Esta es la manera de la remisión: todo acreedor que haya prestado algo a su prójimo, lo remitirá; no lo exigirá a su prójimo ni a su hermano, porque se proclama la remisión en honor de Yahveh.
Del extranjero podrás exigirlo; pero lo que tengas con tu hermano lo remitirás.
«Así no habrá pobre entre vosotros, porque Yahveh te bendecirá abundantemente en la tierra que Yahveh tu Dios te da en herencia para que la poseas,
si escuchas la voz de Yahveh tu Dios, cuidando de poner por obra todos estos mandamientos que yo te prescribo hoy.
Porque Yahveh tu Dios te bendecirá como te ha dicho; prestarás a muchas naciones, pero no tomarás prestado; dominarás sobre muchas naciones, pero ellas no te dominarán.
«Si hay en medio de ti algún pobre, de entre tus hermanos, en alguna de tus ciudades, en la tierra que Yahveh tu Dios te da, no endurezcas tu corazón ni cierres tu mano a tu hermano pobre;
antes bien, le abrirás tu mano y le prestarás cuanto necesite para cubrir su necesidad.
Cuídate de no albergar en tu corazón ese pensamiento perverso: "Se acerca el año séptimo, el año de la remisión", y mires con malos ojos a tu hermano pobre, y no le des nada; entonces él clamará a Yahveh contra ti, y te será imputado como pecado.
Le darás sin reserva, y sin que te pese el darle, porque por ello te bendecirá Yahveh tu Dios en todas tus obras y en todo cuanto emprendas.
Pues nunca faltarán pobres en medio de la tierra; por eso yo te mando: Abrirás tu mano a tu hermano, al pobre y al menesteroso en tu tierra.
«Si se vende a ti tu hermano hebreo o hebrea, te servirá seis años, y al séptimo año le dejarás libre.
Y cuando le dejes libre, no lo despedirás con las manos vacías;
le cargarás de dones de tu rebaño, de tu era y de tu lagar; le darás de aquello con que Yahveh tu Dios te haya bendecido.
Recuerda que fuiste siervo en la tierra de Egipto, y que Yahveh tu Dios te redimió; por eso te mando esto hoy.
Pero si él te dice: "No quiero salir de tu casa", porque te ama a ti y a tu familia, ya que le va bien contigo,
entonces tomarás una lezna y se la pasarás por la oreja contra la puerta, y será para siempre siervo tuyo.
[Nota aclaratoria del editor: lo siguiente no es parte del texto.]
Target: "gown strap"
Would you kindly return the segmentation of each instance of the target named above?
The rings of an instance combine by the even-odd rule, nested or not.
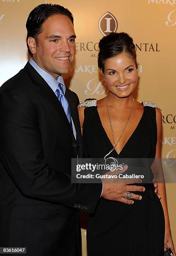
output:
[[[143,101],[142,103],[144,107],[148,106],[148,107],[151,107],[152,108],[158,108],[159,109],[159,110],[161,111],[161,110],[157,105],[154,102],[152,102],[151,101]]]
[[[80,107],[84,107],[85,108],[96,107],[96,99],[86,99],[84,101],[79,104],[78,108],[80,108]]]

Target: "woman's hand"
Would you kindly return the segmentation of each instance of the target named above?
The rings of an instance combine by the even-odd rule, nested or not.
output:
[[[166,247],[166,245],[169,246],[171,248],[171,251],[173,253],[173,256],[176,256],[174,246],[173,245],[173,241],[172,238],[172,235],[171,234],[171,231],[170,228],[168,228],[168,230],[166,230],[165,232],[165,237],[164,238],[164,248]]]

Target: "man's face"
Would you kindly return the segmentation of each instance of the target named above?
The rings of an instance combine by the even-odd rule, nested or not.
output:
[[[67,74],[70,70],[75,54],[75,38],[73,26],[68,17],[53,15],[43,24],[38,45],[35,39],[33,38],[33,43],[31,39],[28,39],[30,47],[30,47],[31,52],[34,54],[33,59],[57,79],[60,74]]]

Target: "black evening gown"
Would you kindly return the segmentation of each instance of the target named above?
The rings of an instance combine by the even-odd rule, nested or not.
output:
[[[85,108],[83,126],[84,156],[103,158],[113,148],[103,129],[97,106]],[[116,158],[154,158],[157,142],[155,108],[146,106],[136,129]],[[137,184],[136,184],[136,185]],[[152,184],[141,200],[128,205],[101,198],[91,214],[87,231],[88,256],[163,255],[165,222],[163,210]]]

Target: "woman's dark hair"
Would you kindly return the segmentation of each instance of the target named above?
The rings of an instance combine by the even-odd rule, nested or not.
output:
[[[70,18],[73,25],[73,17],[72,13],[66,8],[57,4],[43,4],[34,8],[30,13],[26,22],[26,28],[27,30],[27,46],[30,55],[32,54],[28,44],[29,36],[33,37],[38,44],[38,36],[42,32],[42,26],[45,21],[50,16],[54,14],[66,15]]]
[[[99,68],[102,70],[103,73],[104,72],[105,61],[123,52],[131,55],[134,59],[136,68],[138,67],[135,46],[133,38],[127,33],[110,33],[100,40],[98,46],[100,50],[98,64]]]

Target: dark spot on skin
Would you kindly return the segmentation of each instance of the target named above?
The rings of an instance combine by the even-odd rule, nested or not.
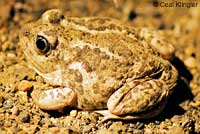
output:
[[[137,13],[136,13],[134,10],[132,10],[132,11],[129,13],[128,19],[129,19],[129,20],[134,20],[136,17],[137,17]]]

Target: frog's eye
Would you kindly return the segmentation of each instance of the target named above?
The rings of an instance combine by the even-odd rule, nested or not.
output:
[[[37,36],[36,39],[36,47],[42,52],[42,53],[48,53],[48,51],[51,48],[51,45],[49,44],[49,42],[47,41],[46,38],[44,38],[43,36]]]

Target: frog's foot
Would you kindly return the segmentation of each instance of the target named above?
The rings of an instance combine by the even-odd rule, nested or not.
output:
[[[68,87],[49,90],[35,89],[31,96],[33,101],[44,110],[59,110],[66,106],[72,106],[76,100],[75,92]]]
[[[134,114],[140,119],[151,118],[162,111],[168,97],[169,87],[164,81],[138,79],[115,91],[108,99],[107,107],[117,116]]]
[[[130,115],[115,115],[112,114],[109,110],[96,110],[94,112],[103,115],[103,119],[101,120],[101,122],[105,122],[107,120],[137,120],[137,119],[149,119],[152,117],[157,116],[160,111],[162,111],[164,109],[166,105],[166,101],[161,102],[157,107],[150,109],[146,112],[141,112],[141,113],[133,113]]]
[[[103,115],[103,119],[101,120],[101,122],[105,122],[107,120],[111,120],[111,119],[119,119],[119,120],[133,120],[133,119],[139,119],[135,116],[131,116],[131,115],[126,115],[126,116],[118,116],[118,115],[114,115],[112,114],[109,110],[97,110],[94,111],[98,114]]]

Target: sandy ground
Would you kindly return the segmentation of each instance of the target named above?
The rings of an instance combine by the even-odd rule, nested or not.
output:
[[[200,2],[193,8],[155,7],[137,0],[118,4],[116,8],[110,0],[0,1],[0,133],[200,133]],[[60,8],[67,16],[110,16],[166,31],[177,49],[172,63],[179,80],[164,111],[149,120],[101,123],[102,116],[94,112],[39,109],[31,90],[19,90],[23,82],[33,90],[45,85],[27,68],[18,33],[25,23],[51,8]]]

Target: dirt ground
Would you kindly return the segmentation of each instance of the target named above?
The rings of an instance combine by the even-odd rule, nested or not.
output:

Lo mismo harás con tu sierva.
«No te parezca duro dejarle libre, porque el doble del jornal de un jornalero te ha servido seis años; y Yahveh tu Dios te bendecirá en todo cuanto hagas.
«Consagrarás a Yahveh tu Dios todo primogénito macho que nazca de tu vaca o de tu oveja. No harás trabajar al primogénito de tu vaca, ni trasquilarás al primogénito de tu oveja.
Los comerás cada año delante de Yahveh tu Dios, tú y tu familia, en el lugar que Yahveh elija.
Pero si tiene algún defecto, si es cojo o ciego, o cualquier otro mal, no lo sacrificarás a Yahveh tu Dios.
Lo comerás dentro de tus ciudades; el impuro y el puro podrán comerlo, como de gacela o de ciervo.
Pero no comerás su sangre; la derramarás sobre la tierra como agua.»